PriorRG: Prior-Guided Contrastive Pre-training and Coarse-to-Fine Decoding for Chest X-ray Report Generation
Kang Liu, Zhuoqi Ma, Zikang Fang, Yunan Li, Kun Xie, Qiguang Miao
TL;DR
PriorRG addresses the lack of patient-specific priors in chest X-ray report generation by jointly modeling clinical context and longitudinal image information. The two-stage pipeline first pre-trains with prior-guided contrastive learning to align spatiotemporal visuals with clinical context, then decodes reports with a prior-aware coarse-to-fine strategy that fuses clinical priors, spatiotemporal cues, and hierarchical visual features. Experimental results on MIMIC-CXR and MIMIC-ABN demonstrate consistent improvements over SOTA in both NLG and clinical-accuracy metrics, including BLEU-4, BLEU-1, and F1 scores, as well as retrieval measures. The approach offers practical gains for clinical workflow by producing more accurate, fluent, and progression-aware radiology reports, with code to be released.
Abstract
Chest X-ray report generation aims to reduce radiologists' workload by automatically producing high-quality preliminary reports.

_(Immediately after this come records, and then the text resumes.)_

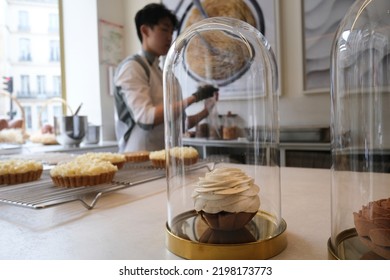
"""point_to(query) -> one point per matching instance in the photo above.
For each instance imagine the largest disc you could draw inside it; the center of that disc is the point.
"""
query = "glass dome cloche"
(360, 126)
(224, 200)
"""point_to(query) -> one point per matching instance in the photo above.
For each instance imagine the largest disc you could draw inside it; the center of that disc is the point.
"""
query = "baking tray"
(42, 194)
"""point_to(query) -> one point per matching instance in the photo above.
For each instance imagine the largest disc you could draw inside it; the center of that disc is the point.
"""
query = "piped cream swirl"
(226, 189)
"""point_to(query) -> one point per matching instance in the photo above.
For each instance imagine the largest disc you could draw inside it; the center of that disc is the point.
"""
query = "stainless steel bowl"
(70, 130)
(93, 134)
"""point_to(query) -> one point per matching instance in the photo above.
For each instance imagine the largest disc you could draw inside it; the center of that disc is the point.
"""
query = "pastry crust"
(139, 156)
(19, 171)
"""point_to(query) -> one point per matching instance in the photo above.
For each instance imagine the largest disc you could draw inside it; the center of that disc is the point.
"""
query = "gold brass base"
(198, 242)
(348, 246)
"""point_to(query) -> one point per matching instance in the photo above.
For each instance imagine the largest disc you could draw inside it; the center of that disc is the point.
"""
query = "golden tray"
(251, 242)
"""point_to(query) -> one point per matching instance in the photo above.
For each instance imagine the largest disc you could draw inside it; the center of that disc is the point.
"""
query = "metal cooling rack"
(43, 194)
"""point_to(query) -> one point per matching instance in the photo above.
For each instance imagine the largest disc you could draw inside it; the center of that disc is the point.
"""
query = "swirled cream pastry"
(226, 198)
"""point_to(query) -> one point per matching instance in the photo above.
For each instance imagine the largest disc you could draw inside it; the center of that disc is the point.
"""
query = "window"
(57, 86)
(54, 50)
(25, 86)
(24, 49)
(42, 111)
(31, 35)
(53, 23)
(41, 84)
(57, 111)
(24, 22)
(28, 116)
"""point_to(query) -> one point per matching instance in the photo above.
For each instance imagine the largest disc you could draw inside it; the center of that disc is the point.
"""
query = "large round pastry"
(17, 171)
(372, 224)
(185, 155)
(83, 172)
(115, 158)
(226, 198)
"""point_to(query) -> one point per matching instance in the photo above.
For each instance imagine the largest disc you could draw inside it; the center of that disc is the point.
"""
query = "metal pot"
(93, 134)
(70, 130)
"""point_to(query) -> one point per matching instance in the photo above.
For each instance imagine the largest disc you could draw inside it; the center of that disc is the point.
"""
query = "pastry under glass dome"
(360, 125)
(235, 57)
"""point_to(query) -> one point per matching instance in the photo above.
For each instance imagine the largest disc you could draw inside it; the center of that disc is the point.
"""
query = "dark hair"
(151, 15)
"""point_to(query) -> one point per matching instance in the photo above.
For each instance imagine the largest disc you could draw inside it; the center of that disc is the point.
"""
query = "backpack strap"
(124, 113)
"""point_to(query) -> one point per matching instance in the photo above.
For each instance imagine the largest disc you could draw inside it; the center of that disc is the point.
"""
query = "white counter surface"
(130, 224)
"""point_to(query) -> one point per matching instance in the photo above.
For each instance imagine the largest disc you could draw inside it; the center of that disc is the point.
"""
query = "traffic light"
(8, 84)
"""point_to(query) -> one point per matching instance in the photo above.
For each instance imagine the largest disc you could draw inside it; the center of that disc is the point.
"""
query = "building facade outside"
(30, 54)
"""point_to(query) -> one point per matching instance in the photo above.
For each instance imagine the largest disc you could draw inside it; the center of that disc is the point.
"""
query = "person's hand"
(47, 128)
(3, 124)
(204, 92)
(209, 103)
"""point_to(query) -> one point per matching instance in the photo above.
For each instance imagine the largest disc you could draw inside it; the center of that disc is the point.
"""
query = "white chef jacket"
(141, 91)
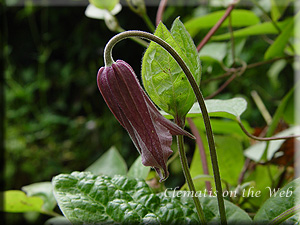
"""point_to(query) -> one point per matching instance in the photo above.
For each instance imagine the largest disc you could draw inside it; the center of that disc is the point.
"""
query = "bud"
(149, 130)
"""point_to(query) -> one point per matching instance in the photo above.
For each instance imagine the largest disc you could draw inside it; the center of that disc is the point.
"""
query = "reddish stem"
(160, 11)
(201, 150)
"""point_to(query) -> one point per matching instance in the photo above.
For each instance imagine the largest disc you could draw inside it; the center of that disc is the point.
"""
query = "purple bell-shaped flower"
(149, 130)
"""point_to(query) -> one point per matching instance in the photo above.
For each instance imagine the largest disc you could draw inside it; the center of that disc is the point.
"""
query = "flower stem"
(187, 174)
(108, 62)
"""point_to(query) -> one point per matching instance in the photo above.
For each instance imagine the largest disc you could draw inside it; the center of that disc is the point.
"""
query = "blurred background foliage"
(56, 120)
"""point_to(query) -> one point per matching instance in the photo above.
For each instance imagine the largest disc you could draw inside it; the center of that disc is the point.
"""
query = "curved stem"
(285, 215)
(109, 61)
(160, 11)
(199, 142)
(187, 174)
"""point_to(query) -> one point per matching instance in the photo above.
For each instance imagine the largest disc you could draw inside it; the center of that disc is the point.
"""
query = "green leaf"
(278, 7)
(110, 163)
(215, 50)
(18, 202)
(283, 200)
(138, 170)
(44, 191)
(88, 199)
(257, 29)
(58, 220)
(230, 167)
(230, 108)
(278, 46)
(163, 79)
(260, 177)
(274, 72)
(105, 4)
(255, 152)
(239, 18)
(228, 127)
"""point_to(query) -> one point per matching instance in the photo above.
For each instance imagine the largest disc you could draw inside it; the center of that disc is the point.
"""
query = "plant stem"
(160, 11)
(109, 61)
(199, 142)
(285, 215)
(186, 172)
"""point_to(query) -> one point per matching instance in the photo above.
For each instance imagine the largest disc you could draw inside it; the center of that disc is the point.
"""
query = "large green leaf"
(88, 199)
(278, 46)
(230, 108)
(110, 163)
(283, 200)
(105, 4)
(44, 191)
(260, 177)
(163, 79)
(18, 202)
(257, 29)
(239, 18)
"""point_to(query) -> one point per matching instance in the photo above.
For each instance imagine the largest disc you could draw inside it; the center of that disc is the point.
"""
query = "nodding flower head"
(149, 130)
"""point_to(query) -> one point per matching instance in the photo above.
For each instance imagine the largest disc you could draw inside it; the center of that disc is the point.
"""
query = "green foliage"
(240, 18)
(44, 191)
(86, 198)
(56, 122)
(163, 79)
(110, 163)
(106, 4)
(138, 170)
(257, 29)
(282, 200)
(278, 47)
(230, 108)
(17, 201)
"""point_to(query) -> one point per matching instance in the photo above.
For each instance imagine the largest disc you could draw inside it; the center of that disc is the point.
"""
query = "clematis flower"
(149, 130)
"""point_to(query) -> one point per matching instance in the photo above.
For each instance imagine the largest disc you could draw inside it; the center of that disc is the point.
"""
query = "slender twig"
(148, 22)
(231, 39)
(273, 22)
(160, 11)
(211, 143)
(260, 138)
(244, 170)
(285, 215)
(199, 142)
(187, 174)
(216, 27)
(222, 87)
(262, 108)
(142, 12)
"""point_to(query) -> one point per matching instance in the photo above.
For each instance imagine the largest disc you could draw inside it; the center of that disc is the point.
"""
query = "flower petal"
(148, 129)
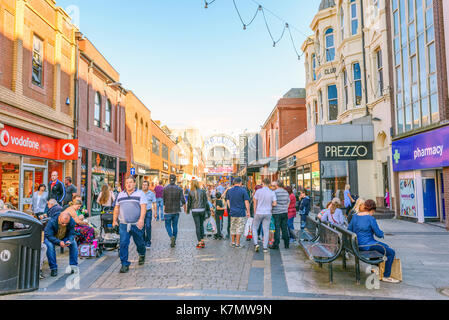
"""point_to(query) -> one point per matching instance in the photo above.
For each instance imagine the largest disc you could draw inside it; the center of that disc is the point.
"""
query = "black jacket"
(198, 200)
(173, 198)
(57, 192)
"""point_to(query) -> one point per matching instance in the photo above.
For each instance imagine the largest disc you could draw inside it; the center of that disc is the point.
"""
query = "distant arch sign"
(221, 141)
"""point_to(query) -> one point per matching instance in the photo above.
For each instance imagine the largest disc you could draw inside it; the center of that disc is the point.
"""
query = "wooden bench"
(350, 244)
(326, 248)
(310, 232)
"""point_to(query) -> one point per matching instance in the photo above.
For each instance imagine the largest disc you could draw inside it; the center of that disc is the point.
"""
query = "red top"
(292, 207)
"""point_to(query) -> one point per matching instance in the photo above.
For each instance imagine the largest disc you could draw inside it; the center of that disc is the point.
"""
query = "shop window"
(37, 63)
(155, 146)
(97, 110)
(107, 116)
(330, 45)
(9, 179)
(332, 96)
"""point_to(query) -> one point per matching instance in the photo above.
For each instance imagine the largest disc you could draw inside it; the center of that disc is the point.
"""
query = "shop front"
(420, 164)
(27, 160)
(324, 169)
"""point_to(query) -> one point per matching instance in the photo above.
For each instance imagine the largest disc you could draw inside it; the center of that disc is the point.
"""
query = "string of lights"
(260, 7)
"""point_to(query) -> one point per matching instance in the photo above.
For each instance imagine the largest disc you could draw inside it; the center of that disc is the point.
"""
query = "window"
(320, 99)
(357, 74)
(37, 72)
(332, 97)
(315, 109)
(345, 89)
(97, 110)
(415, 73)
(314, 66)
(107, 116)
(380, 72)
(330, 45)
(164, 152)
(342, 23)
(155, 146)
(354, 18)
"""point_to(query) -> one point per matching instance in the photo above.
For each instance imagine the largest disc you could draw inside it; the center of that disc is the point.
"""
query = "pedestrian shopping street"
(222, 272)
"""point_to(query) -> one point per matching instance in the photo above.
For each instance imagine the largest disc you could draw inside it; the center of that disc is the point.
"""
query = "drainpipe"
(364, 56)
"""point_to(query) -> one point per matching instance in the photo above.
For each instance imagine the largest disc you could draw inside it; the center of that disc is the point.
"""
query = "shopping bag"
(248, 227)
(213, 224)
(396, 270)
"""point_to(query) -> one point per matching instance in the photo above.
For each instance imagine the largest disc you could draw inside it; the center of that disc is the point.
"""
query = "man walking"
(280, 214)
(129, 215)
(304, 208)
(60, 231)
(70, 189)
(238, 201)
(173, 197)
(56, 189)
(150, 198)
(159, 190)
(264, 201)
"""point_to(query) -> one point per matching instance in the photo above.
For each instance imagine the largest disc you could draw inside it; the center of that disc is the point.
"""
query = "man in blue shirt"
(150, 197)
(238, 201)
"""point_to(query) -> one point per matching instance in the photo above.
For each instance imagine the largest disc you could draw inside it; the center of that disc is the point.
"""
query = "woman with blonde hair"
(198, 205)
(84, 233)
(358, 207)
(106, 197)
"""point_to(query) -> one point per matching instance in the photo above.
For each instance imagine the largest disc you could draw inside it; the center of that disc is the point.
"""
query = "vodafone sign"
(19, 141)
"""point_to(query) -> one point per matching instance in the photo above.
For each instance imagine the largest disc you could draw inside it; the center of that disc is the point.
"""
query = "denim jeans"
(147, 229)
(160, 208)
(291, 227)
(389, 252)
(198, 218)
(171, 224)
(125, 236)
(280, 222)
(51, 254)
(303, 220)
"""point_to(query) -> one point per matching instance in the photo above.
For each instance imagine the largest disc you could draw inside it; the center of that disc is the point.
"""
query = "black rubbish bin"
(20, 252)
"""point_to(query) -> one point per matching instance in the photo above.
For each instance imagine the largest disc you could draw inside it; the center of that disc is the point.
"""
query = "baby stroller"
(109, 239)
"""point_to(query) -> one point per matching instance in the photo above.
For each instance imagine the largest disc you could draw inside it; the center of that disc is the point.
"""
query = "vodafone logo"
(4, 138)
(68, 149)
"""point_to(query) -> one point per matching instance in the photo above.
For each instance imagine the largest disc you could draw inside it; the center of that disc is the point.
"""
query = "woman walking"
(198, 205)
(291, 213)
(106, 198)
(39, 203)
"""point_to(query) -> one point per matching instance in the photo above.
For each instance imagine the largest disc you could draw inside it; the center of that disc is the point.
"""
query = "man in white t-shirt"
(129, 215)
(264, 200)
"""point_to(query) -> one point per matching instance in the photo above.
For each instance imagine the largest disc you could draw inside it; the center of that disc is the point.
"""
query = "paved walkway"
(222, 272)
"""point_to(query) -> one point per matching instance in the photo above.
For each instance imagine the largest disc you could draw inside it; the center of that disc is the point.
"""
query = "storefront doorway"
(33, 173)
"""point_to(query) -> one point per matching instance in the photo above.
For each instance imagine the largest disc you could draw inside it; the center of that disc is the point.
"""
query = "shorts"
(237, 225)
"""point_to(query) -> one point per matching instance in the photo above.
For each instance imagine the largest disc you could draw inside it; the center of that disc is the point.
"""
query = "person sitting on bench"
(365, 226)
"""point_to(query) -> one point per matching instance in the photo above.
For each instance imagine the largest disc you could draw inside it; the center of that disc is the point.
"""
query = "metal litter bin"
(20, 252)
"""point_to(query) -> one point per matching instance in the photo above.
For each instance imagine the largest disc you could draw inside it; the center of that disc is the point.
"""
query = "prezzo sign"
(423, 151)
(19, 141)
(345, 151)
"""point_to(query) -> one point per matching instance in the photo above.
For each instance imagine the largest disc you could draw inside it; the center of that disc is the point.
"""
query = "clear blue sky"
(193, 66)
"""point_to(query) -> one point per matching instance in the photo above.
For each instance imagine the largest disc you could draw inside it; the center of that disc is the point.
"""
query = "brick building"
(139, 143)
(100, 124)
(164, 153)
(287, 121)
(37, 70)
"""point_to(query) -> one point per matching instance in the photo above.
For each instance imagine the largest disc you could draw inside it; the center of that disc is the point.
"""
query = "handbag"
(396, 270)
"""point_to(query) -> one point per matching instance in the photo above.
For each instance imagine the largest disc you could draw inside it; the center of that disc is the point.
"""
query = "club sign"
(345, 151)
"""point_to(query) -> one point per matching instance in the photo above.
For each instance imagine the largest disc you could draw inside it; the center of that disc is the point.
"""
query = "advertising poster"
(408, 198)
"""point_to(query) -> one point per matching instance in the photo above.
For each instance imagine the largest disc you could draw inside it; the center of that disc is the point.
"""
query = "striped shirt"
(129, 206)
(283, 201)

A critical yet underexplored aspect of this task is the effective use of patient-specific prior knowledge -- including clinical context (e.g., symptoms, medical history) and the most recent prior image -- which radiologists routinely rely on for diagnostic reasoning. Most existing methods generate reports from single images, neglecting this essential prior information and thus failing to capture diagnostic intent or disease progression. To bridge this gap, we propose PriorRG, a novel chest X-ray report generation framework that emulates real-world clinical workflows via a two-stage training pipeline. In Stage 1, we introduce a prior-guided contrastive pre-training scheme that leverages clinical context to guide spatiotemporal feature extraction, allowing the model to align more closely with the intrinsic spatiotemporal semantics in radiology reports. In Stage 2, we present a prior-aware coarse-to-fine decoding for report generation that progressively integrates patient-specific prior knowledge with the vision encoder's hidden states. This decoding allows the model to align with diagnostic focus and track disease progression, thereby enhancing the clinical accuracy and fluency of the generated reports. Extensive experiments on MIMIC-CXR and MIMIC-ABN datasets demonstrate that PriorRG outperforms state-of-the-art methods, achieving a 3.6% BLEU-4 and 3.8% F1 score improvement on MIMIC-CXR, and a 5.9% BLEU-1 gain on MIMIC-ABN. Code and checkpoints will be released upon acceptance.